Re: Very slow



Στις 13/1/2012 12:05 πμ, ο/η Kaz Kylheku έγραψε:
On 2012-01-12, George Mpouras<nospam.gravitalsun@xxxxxxxxxxxxxxxxxx> wrote:
Create a test file with 20000000 same lines of 50 commas (it will be
1020000000 bytes)
,,,,,,,,,,,,,,,,,,,,,,,,,,,,,,,,,,,,,,,,,,,,,,,,,,

Now I have a perl and C program running almost the same code. Perl needs
about 6 minutes to finish while the C version finishes at 20 seconds.
The difference is huge. What can I do for a faster perl version
Following the two programs


--== C ==--


#define _GNU_SOURCE
#include<stdio.h>
#include<stdlib.h>

int main(void) {
char *line = NULL;
char *p = NULL;
int NC = 1;
int n = 0;
size_t len = 0;
ssize_t read;

Unused variable.

while (getline(&line,&len, stdin) != -1) {
n = 1;
for (p = line; *p != '\0'; p++) {
if (*p == ',') { n++; }
else if (*p == '\\') { p++; }

The buffer returned by the getline function only includes the newline character
if one occurs in the data. What if it doesn't?

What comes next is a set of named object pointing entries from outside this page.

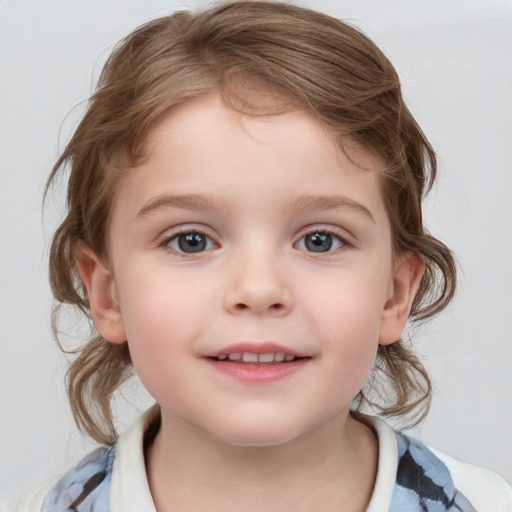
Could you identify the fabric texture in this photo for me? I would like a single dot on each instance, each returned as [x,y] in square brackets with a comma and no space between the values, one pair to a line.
[410,478]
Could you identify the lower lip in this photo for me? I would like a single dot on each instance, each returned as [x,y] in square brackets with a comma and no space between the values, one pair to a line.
[258,373]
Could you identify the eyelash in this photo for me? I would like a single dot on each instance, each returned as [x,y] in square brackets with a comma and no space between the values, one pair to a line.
[310,232]
[334,233]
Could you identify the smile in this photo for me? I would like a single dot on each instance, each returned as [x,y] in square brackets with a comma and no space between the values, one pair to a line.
[250,357]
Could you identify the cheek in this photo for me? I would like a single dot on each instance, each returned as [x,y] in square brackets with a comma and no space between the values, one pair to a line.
[158,324]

Then by dumb luck could end up with a string like "...," or "...\".

Then you increment the pointer, and now it points to the null terminator.
But then for loop's increment step step will increment the pointer again,
beyond the end of the string. Then the '*p != '\0' test is applied to an
invalid pointer.

}
if (n> NC) {
NC = n;
}
}
if (line) free(line);

You don't have to test for null because free(NULL) is well-defined behavior.

This line is a waste of cycles anyway if you know that the OS cleans up the
virtual memory in one fell swoop. You're just twiddling around some pointers
inside malloc's heap, when a moment later, that entire heap is going to be
history.

Releasing all memory is good in a debug build of a program, just so show that
you /can/ do it, and to help with hunting down leaks.

printf("%d\n", NC);
return EXIT_SUCCESS;
}

There is no need to dynamically allocate buffers to hold an entire
line. Try this one:

#include<stdio.h>

/* Look Ma, no malloc, no getline, no _GNU_SOURCE.
Not even a single pointer declaration. */

int main(void)
{
int NC = 1;
int n = 1;
enum state { init, esc, done } state = init;

while (state != done) {
int ch = getchar();
switch (ch) {
case '\n': case EOF:
if (n> NC)
NC = n;
n = 1;
state = (ch == EOF) ? done : init;
break;
case '\\':
switch (state) {
case init: state = esc; break;
case esc: state = init; break;
}
break;
case ',':
if (state == init)
n++;
/* fallthrough */
default:
state = init;
break;
}
}
printf("%d\n", NC);
return 0;
}

thanks Kaz
.